Just For A Day
The first period of the band, dominated by their three EPs and debut album Just For A Day, are represented by a floating, feather-light sound, full of symphonic washes of guitar and vocals that exist as barely amplified whispers. Released in 1990, their self-titled EP settled like a blissful transcendent fog, conjuring images of the Cocteau Twins matched with the yawning guitars of My Bloody Valentine. For a brief while this provided the perfect blueprint for Slowdive to roam within, something they achieved to perfection with the following year’s Holding Our Breath EP. Just For A Day would show a further progression within the band, noticeably shifting between the vocals of Rachel Goswell and songwriter Neil Halstead, and giving way to the more brooding influence of Dead Can Dance, noticeable on the wavering strings of “Spanish Air”. For all its promise, Just For A Day found Slowdive falling short of fresh ideas, resorting to include a new recording of Holding Our Breath‘s lead track, “Catch The Breeze”.
In a period that typified a renewed interest in drug culture, Slowdive were the soundtrack to the comedown, a seductive sedative that gave a new meaning to the phrase ‘blissed out’. Their second album Souvlaki, released in 1993, is Slowdive’s finest moment. A record that wasn’t without its problems, Souvlaki embraced a more stream-lined pop aesthetic while expanding the band’s sound, bringing in ambient-maestro Brian Eno as producer/collaborator. A deeply melancholic, emotive and soul-searching record, every track on Souvlaki leaves a distinctive trace. “Listen close and don’t be stoned/I’ll be here in the morning” Halstead swoons/soothes on the free-falling “Alison”. In an album that resists repetition, Slowdive unplug themselves of “Dagger” and opt for staccato trance on “Souvlaki Space Station” and push the idea further on the impressive ambient remix “Moussaka Chaos”. While other bands of the era kowtowed with the sea change headed by Britpop, Slowdive refused to budge, pushing themselves in increasingly alienating directions. When their final album Pygmalion was released, or better yet abandoned, by their label Creation, Slowdive’s days were numbered. To put things within context, after Pygmalion, the next Creation album would be Oasis’ youth-unifying Definitely, Maybe.

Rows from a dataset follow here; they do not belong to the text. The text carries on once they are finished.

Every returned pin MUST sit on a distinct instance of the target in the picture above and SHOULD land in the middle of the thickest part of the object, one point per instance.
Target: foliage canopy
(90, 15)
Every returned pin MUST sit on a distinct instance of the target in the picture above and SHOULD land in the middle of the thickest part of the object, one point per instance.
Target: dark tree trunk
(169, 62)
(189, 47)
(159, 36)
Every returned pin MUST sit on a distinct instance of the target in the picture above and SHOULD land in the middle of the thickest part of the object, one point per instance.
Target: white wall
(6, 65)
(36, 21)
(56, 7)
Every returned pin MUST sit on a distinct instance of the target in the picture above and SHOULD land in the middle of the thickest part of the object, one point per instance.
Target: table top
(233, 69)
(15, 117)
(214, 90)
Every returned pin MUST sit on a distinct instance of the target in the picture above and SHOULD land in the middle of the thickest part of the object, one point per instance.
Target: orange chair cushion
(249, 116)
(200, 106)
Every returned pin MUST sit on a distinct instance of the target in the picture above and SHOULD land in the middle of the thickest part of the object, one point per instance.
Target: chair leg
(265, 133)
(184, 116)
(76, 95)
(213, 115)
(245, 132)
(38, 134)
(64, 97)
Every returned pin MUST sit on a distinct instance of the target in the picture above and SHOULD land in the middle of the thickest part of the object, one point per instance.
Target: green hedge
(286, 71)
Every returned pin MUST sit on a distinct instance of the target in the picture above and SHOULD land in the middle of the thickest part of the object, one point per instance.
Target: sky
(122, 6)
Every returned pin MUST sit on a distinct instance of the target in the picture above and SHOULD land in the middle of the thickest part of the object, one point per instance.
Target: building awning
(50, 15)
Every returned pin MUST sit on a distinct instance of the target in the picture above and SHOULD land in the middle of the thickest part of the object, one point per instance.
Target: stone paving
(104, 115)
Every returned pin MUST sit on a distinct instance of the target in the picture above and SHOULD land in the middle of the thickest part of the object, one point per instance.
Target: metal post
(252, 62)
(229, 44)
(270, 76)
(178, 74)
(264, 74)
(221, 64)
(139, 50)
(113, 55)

Impossible to get a hold of at the time, Pygmalion’s (1995) minimal abstract cover bore witness to a change occurring within the music and the band itself. Slowdive had essentially become Halstead and Goswell, and Pygmalion was barely recognisable to the album that preceded it. Taking the influence of Eno one step further, Slowdive experimented with loops and digital technology, abandoning conventional song structure along with it. A record of two distinct halves, the snail’s pace setting opener “Rutti” encourages patience, but as Pygmalion reveals itself, patience turns to exasperation. A victim of accidental/intentional sounds-too-much-like-old-Slowdive self-sabotage (“Crazy For You”) and amateur kitchen-sink ambient (“Trellisaze”), all is not fully lost. Tucked away near the close, both “Blue Skied ‘an Clear” and “All of Us” retain the stripped-back rolling dream essence of Slowdive all the while telegraphing a new beginning for Goswell and Halstead as Mojave 3. It’s a frustrating record that some cry as “misunderstood”, but at best is a tribute to creative vision/stubbornness rather than the drive of a misunderstood genius.